ーー俺と付き合って良かった、と。幸子を満足させる力が……
俺には無かった。
眼鏡をずらし、目頭を押さえる。
そうしなければ涙が溢れ落ちそうな気配がした。
気持ちが落ち着くまで館内で座り込み、そろそろ外へ出ようと顔を上げた時。
前方から向けられる怪訝な視線に気が付いた。
ーーやべっ。
慌てて顔を隠すが、どこか見覚えのあるその女性の雰囲気に、僕も同じく眉をひそめた。
彼女はサングラスと帽子で顔を隠しているみたいだが、あの子だと分かる。
「……さ。笹峰、さん?」
「やっぱり! Hinokiさんですよね?」
「あ、はい」
同業者であった事に胸をなで下ろすと、彼女も安心した様子で微笑んだ。
たまたま会ってそこでさようなら、という訳にもいかず、僕は彼女を送るべく、助手席に乗せた。

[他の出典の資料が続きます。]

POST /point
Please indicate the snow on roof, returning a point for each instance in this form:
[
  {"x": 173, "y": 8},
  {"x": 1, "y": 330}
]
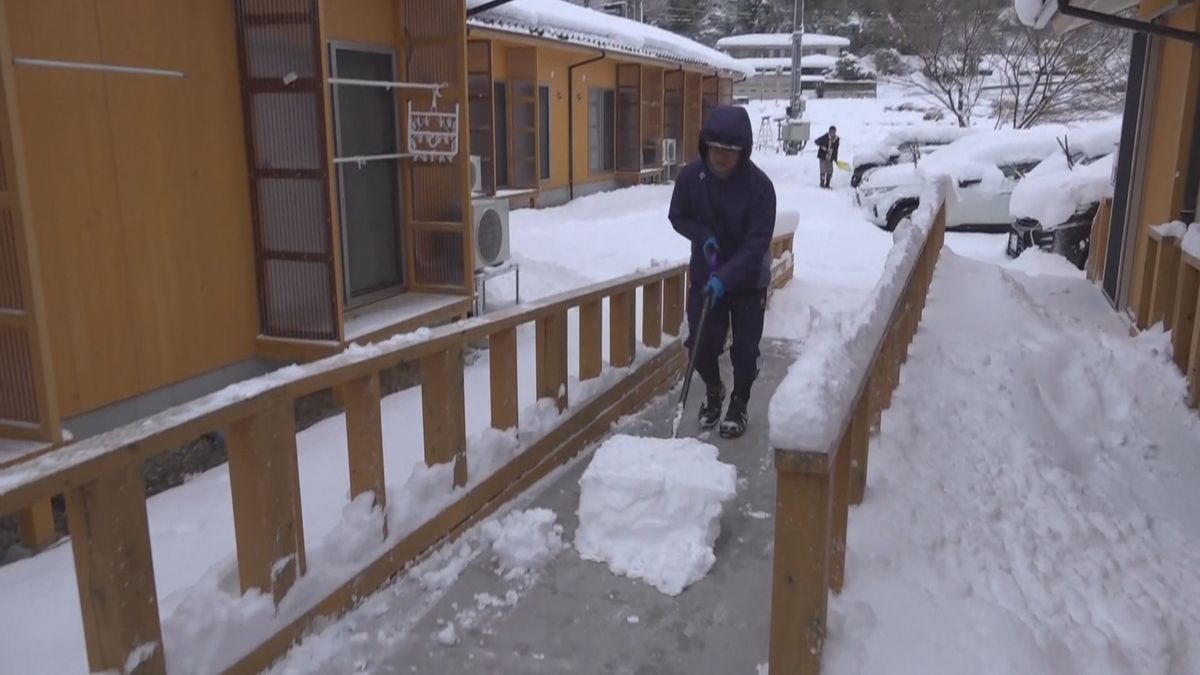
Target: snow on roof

聞くところによると、笹峰さんはタクシーで帰るつもりだったらしく、一瞬唖然とした。
時間は既に深夜なのだ。
世間に名の知れた女優さんが、そんな危うい行動を取ってもいいものだろうか。
マネージャーをたたき起こして呼び出す方がまだマシだ。
そうは思うが、僕は苦笑しただけで口を噤んだ。